Words by Edward Pickering

Sunday April 8, 2012

After four classics, the score is now Tom Boonen four, the rest of the world, nil.

Having won E3, Ghent-Wevelgem and the Tour of Flanders already this spring, the Belgian went into Paris-Roubaix as the overwhelming favourite – the strongest rider, riding for the strongest team. That he won was no surprise, even in a race as unpredictable and unforgiving as the Hell of the North. But the manner of his victory was stunning: a solo win by an enormous margin, constructed from tenacity, circumstances, confidence and strength.

There were two topics of conversation in the week leading up to the race: Boonen and the weather. Given that the Belgian’s experience, form and momentum made it hard to see past him as a favourite, fans prayed for rain. If the result was going to be predictable, we could at least be treated to some epic weather conditions.

But the rain held off. Instead, Boonen wrote his own epic.
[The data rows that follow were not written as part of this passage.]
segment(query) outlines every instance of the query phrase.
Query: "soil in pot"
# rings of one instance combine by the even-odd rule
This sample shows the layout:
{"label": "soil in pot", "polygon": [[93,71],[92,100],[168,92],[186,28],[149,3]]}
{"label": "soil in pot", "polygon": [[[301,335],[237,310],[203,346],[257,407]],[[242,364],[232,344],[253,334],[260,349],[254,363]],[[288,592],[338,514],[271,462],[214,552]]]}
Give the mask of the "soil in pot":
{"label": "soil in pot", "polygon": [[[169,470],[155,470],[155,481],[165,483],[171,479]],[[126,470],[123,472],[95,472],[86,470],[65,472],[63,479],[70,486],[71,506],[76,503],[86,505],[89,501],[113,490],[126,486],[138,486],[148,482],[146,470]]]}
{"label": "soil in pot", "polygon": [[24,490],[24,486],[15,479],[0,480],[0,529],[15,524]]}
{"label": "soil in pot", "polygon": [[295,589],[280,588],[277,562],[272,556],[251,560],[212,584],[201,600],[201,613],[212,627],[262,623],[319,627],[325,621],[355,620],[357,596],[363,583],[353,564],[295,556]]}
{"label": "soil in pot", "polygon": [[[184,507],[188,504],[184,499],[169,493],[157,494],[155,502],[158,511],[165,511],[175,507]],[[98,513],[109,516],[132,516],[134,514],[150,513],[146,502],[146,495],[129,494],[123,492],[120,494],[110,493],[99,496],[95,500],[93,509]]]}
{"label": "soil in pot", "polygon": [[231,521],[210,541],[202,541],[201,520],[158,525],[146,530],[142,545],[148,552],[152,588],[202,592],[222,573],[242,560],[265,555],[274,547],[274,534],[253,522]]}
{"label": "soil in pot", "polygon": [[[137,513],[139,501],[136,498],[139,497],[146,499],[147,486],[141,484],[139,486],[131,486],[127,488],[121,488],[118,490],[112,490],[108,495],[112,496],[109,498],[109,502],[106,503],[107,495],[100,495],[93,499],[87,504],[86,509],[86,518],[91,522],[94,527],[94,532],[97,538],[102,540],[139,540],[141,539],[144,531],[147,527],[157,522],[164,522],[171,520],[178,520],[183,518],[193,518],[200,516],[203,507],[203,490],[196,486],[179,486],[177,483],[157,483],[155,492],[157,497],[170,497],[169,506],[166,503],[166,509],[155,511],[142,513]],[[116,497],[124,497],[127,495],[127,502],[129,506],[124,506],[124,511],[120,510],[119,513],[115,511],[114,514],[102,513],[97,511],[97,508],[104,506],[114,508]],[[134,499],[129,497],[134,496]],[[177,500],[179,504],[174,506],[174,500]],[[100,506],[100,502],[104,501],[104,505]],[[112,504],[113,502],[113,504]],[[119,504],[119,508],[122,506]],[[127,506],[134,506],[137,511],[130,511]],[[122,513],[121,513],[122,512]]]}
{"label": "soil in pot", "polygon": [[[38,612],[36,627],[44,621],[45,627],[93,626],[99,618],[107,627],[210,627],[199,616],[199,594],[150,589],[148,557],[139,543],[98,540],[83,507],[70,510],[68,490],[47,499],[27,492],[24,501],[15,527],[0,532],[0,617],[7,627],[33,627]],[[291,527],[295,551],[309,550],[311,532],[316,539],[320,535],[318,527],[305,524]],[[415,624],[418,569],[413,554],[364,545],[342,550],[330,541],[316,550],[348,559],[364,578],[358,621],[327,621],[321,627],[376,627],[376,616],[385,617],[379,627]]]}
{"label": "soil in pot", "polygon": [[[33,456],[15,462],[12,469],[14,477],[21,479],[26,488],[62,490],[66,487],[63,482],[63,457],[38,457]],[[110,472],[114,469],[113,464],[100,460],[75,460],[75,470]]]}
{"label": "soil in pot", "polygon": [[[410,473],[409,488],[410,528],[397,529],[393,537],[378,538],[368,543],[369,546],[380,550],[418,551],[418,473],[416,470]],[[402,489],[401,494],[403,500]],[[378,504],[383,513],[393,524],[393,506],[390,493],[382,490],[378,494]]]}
He simply rode away from the others through Sector 12 of 27 cobbled sections, in Orchies, with 58 kilometres to go. Initially, he drew Filippo Pozzato (Farnese Vini) and Alessandro Ballan (BMC) clear, the podium of the Tour of Flanders reprising their attack on the Oude Kwaremont last week. Then Boonen’s team-mate Niki Terpstra bridged, in a clever tactical move which saw the four, plus earlier escapee Sébastien Turgot (Europcar) hanging 50 metres off the front of a small peloton.

Inexplicably, Ballan and Pozzato drifted backwards, while Boonen committed himself, spending Terpstra’s energies quickly, then forging ahead on his own. It looked like sheer madness. And with Sky drawing from deep resources to marshal four riders to the head of the chasing group, it looked like Boonen’s success over the last fortnight had gone to his head. Yes, he’d won Flanders, Ghent-Wevelgem and E3 in small group sprints, but surely going this early was an attack of the same hubris which lost Fabian Cancellara the 2011 Tour of Flanders?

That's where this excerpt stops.